Eurocopa

Crece la polémica del Rainbow-gate antes del choque Alemania-Hungría

El estadio de fútbol Deutsche Bank Park de Fráncfort se ilumina con los colores del arcoíris durante un ensayo previo al partido de la Eurocopa 2020 entre Alemania y Hungría en Múnich, el 22 de junio de 2021.
El estadio de fútbol Deutsche Bank Park de Fráncfort se ilumina con los colores del arcoíris durante un ensayo previo al partido de la Eurocopa 2020 entre Alemania y Hungría en Múnich, el 22 de junio de 2021. via REUTERS - EINTRACHT FRANKFURT STADION GMBH

El rechazo de la UEFA a la petición de Múnich de iluminar su estadio con los colores del arcoíris durante el partido Alemania-Hungría, para denunciar la política de Hungría sobre las minorías sexuales, ha generado muchas reacciones en ambos países.

Anuncios

Este martes, la UEFA rechazó la petición de la ciudad de Múnich de iluminar su estadio con los colores de la comunidad LGBT en protesta por la política de Hungría sobre las minorías sexuales, tras la aprobación de una ley que prohíbe la "promoción" de la homosexualidad entre los menores. Una ley calificada de "vergüenza" por la presidenta de la Comisión Europea, Ursula von der Leyen.

La polémica ha crecido hasta tal punto que los alemanes lo llaman ahora el "Rainbow-gate".

Un arcoíris por toda Alemania

En reacción a la decisión del organismo europeo, muchos lugares emblemáticos de la capital bávara fueron engalanados este miércoles con los colores del arcoíris. Varios estadios de la Bundesliga se iluminarán de la misma manera por la noche, desde Fráncfort hasta Colonia, pasando por Wolfsburgo, Augsburgo y el Estadio Olímpico de Berlín. Empresas como Siemens, BMW o la Deutsche Bahn también se vistieron con los colores del arcoíris en Twitter. Periódicos alemanes como el Süddeutsche Zeitung siguieron el movimiento con coloridas portadas.

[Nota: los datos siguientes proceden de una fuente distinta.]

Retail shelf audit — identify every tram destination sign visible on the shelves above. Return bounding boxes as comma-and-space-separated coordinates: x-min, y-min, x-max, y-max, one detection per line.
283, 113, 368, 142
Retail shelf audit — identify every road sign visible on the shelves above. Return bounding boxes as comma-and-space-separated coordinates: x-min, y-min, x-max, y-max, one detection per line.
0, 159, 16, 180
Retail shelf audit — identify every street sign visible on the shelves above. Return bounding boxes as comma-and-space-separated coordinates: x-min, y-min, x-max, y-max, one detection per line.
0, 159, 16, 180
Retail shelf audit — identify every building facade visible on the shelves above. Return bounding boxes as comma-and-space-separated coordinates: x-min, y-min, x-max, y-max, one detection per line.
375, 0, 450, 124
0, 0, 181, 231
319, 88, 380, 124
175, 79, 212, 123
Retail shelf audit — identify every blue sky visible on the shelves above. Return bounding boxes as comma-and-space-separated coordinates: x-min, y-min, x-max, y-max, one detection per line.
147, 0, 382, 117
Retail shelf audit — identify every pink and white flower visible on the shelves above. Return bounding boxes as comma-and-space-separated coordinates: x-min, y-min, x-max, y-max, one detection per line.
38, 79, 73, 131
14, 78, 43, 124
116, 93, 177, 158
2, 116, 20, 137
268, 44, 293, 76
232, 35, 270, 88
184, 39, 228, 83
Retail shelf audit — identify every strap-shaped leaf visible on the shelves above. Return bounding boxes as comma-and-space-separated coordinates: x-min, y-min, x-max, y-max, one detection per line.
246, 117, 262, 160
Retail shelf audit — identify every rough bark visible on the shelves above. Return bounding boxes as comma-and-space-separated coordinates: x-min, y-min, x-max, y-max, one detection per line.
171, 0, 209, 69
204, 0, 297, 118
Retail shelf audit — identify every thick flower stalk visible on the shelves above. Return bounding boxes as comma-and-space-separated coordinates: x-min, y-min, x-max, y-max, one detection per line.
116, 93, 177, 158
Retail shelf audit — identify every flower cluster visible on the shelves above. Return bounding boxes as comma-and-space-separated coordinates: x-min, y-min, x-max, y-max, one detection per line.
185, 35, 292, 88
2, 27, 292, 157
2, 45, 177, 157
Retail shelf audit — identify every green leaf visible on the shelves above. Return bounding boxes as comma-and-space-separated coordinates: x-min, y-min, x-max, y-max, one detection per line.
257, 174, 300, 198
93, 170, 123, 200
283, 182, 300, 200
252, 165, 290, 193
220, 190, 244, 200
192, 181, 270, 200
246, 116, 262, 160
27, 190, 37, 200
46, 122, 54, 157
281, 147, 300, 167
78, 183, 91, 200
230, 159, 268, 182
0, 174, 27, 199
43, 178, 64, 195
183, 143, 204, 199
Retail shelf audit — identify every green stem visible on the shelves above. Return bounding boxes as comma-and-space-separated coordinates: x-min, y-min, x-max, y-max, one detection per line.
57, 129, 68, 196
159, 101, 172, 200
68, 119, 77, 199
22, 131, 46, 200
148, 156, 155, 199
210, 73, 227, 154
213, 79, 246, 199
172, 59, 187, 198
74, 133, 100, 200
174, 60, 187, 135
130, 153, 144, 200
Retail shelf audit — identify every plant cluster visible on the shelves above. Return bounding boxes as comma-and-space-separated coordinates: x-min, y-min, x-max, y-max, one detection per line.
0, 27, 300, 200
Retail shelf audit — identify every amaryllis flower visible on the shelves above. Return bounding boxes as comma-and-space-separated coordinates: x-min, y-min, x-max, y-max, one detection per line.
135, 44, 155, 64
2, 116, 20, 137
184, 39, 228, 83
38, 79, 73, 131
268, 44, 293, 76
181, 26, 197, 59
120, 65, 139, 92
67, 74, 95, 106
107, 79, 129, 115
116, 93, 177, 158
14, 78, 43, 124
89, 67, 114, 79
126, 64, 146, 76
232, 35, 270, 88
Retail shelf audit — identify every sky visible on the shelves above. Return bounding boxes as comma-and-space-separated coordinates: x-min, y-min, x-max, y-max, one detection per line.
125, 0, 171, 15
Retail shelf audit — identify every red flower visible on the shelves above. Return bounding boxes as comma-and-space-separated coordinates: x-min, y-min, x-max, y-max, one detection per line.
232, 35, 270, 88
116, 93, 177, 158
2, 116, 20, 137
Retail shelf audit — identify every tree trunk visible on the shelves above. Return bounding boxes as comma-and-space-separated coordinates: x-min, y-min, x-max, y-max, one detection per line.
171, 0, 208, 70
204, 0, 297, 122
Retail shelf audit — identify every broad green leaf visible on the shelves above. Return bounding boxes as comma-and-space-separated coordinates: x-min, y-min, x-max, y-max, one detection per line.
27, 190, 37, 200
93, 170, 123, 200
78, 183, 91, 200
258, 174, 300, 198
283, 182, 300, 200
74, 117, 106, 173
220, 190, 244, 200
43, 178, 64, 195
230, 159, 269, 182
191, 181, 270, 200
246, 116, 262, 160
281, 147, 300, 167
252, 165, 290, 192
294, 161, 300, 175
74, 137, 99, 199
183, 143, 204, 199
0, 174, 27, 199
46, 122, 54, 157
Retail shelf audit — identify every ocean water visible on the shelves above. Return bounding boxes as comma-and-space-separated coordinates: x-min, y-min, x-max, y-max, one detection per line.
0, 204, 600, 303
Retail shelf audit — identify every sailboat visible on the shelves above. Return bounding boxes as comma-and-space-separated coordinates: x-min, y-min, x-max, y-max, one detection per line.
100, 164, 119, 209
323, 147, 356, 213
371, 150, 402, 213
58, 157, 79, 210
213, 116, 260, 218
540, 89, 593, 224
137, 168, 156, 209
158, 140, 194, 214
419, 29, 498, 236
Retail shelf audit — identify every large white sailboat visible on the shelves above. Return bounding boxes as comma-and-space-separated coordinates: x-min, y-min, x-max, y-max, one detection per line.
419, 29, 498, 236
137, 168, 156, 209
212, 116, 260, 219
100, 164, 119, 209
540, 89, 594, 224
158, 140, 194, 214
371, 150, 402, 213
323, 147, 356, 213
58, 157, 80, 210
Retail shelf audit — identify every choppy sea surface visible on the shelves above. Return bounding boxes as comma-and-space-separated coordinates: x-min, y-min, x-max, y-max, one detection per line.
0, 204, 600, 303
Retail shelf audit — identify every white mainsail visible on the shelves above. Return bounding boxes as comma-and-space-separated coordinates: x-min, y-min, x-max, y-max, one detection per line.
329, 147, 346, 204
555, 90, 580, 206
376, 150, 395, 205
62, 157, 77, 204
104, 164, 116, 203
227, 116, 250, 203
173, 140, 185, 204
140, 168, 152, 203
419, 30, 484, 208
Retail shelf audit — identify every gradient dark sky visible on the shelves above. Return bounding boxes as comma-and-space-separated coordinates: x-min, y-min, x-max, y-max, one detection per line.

Ante la creciente controversia, la UEFA adornó su propio logotipo con un arcoíris en Twitter y reafirmó su "firme compromiso" en la lucha contra la homofobia. Su decisión fue acogida con satisfacción el martes por el gobierno húngaro de Viktor Orban: "Gracias a Dios, los dirigentes del fútbol europeo han mostrado su sentido común (...) al no participar en lo que habría sido una provocación política contra Hungría", dijo el ministro de Asuntos Exteriores, Peter Szijjarto.

"Una señal equivocada"

En Francia, el Elíseo se solidarizó con Alemania: "Lamentamos profundamente la decisión de la UEFA de prohibir que el estadio de Múnich se ilumine con los colores del colectivo LGBTQI" y tenemos "una forma de incomprensión porque es un organismo religiosamente neutral y apolítico, pero que tiene valores", reaccionó un asesor de la presidencia francesa.

"Es cierto, el campo de fútbol no tiene nada que ver con la política. Se trata de la gente, la equidad y la tolerancia. Por eso la UEFA envía una señal equivocada", coincidió el miércoles por la mañana el jefe de la diplomacia alemana, Heiko Maas.

Posibles tensiones

En respuesta al Rainbow-gate, varios clubes de fútbol húngaros iluminarán sus estadios con los colores de la bandera nacional durante el partido. También se iluminará uno de los anexos musicales de la Ópera Estatal de Budapest.

Antes del partido, los organizadores de la Marcha del Orgullo de Múnich, en asociación con Amnistía Internacional, tienen previsto repartir 11.000 banderas arcoíris a los espectadores. Pero el ambiente podría volverse tenso con los aficionados húngaros: la Brigada de los Cárpatos, un grupo de ultranacionalistas reconocible por sus camisetas negras, tiene previsto presentarse "por miles" en Múnich, según su página Facebook.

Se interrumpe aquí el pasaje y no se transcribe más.